Nutrient cycling in Patagonian ecosystems

The knowledge on nutrient cycling in Patagonian ecosystems of Argentina is scarce. However, studies not directly focused on nutrient cycling provide relevant information about the mechanisms of nutrient conservation in the climatically different ecosystems of the region. Here, we identified indicators of litter decomposition and soil N mineralization rates of some representative species of the dominant plant functional groups along the wide precipitation gradient of Patagonia. Senescent leaves and litter of forest trees have higher C concentration and C/N ratio and lower N concentration than steppe shrubs. Within the tree life form, evergreen species have higher C/N ratio than deciduous species. Differences in N concentration between green and senescent leaves suggest a higher N use efficiency in forest trees than in steppe shrubs. Within the steppe, grasses have higher nutrient use efficiency than shrubs due to their higher C and much lower N, P and K content in senescent leaves and litter. Thus, we hypothesize the occurrence of (i) a gradient from nutrient- conserving ecosystems in wetter sites (Andean-Patagonian forest) to relatively nutrient-rich (low nutrient use efficient) ecosystems in drier sites (Patagonian steppe), and (ii) differences in nutrient conservation mechanisms among different functional groups: in the Andean-Patagonian forests N conservation and N use efficiency is greater in evergreens than in deciduous woody species and in conifers than in broad-leaf species, whereas in the Patagonian steppe, grasses have higher nutrient resorption than shrubs.

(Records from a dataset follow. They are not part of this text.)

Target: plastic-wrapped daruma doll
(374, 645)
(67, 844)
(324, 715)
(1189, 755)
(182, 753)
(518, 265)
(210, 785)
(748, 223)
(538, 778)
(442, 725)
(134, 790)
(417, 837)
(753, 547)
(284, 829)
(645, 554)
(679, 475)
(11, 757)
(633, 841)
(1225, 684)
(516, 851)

Likely as a consequence of these differences in litter quality, potential N mineralization is greater in deciduous than in evergreen Patagonian forests. Within the steppe, N inineralization seems to depend on grass and shrub cover, which in turn is regulated by disturbance, largely grazing. Since nutrient conservation in vegetation, specially N, is associated to the rates of litter decomposition and soil N mineralization, the confirmation of these patterns would allow to predict ecosystem resilience and resistance to nutrient losses, and contribute to understand and predict the response of the different Patagonian species or functional groups to interannual climatic variability and natural or anthropogenic disturbances. There is a special need for further research on P cycling, nutrient allocation in vegetation, and field measurements of litter decomposition and N mineralization.